While it’s important to note that there is no central reporting clearinghouse for bike share fatalities (and that, of course, “so far” should always be used), that impeccable safety record was confirmed by three independent transportation experts. Namelu, Susan Shaheen (the co-director of the University of California at Berkeley’s Transportation Sustainability Research Center), Russell Meddin (a founder of the Bike-sharing World Map), and Paul DeMaio (the founder of MetroBike, the nation’s oldest bike-share/bike rental consulting firm). “Even the accident rate in the bike share program is impressive, with about 10.5 crashes with or without injury per 1 million trips,” Meddin told Yahoo!.

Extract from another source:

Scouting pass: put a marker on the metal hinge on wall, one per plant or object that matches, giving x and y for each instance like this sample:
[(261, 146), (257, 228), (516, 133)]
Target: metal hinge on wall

That safety record is even more impressive when you realize the decks are stacked against the bike rental companies. That’s because most bike share customers are novice riders, refuse to wear (or don’t have access to) bike helmets, and because most rentals happen during heavy rush hour. Add to that the fact that many tourists, unfamiliar with the roads and traffic patterns of a major city, are also bike share clients, and … yeah. It’s impressive. As for whether or not those “negative” factors actually contribute to cyclist safety (with most “expert” cyclists barreling between cars, through stop signs, and grinding themselves into the wheels of right-turning trucks and buses), I’ll leave that to you, dear reader, to tell us about in the comments section, below. Enjoy!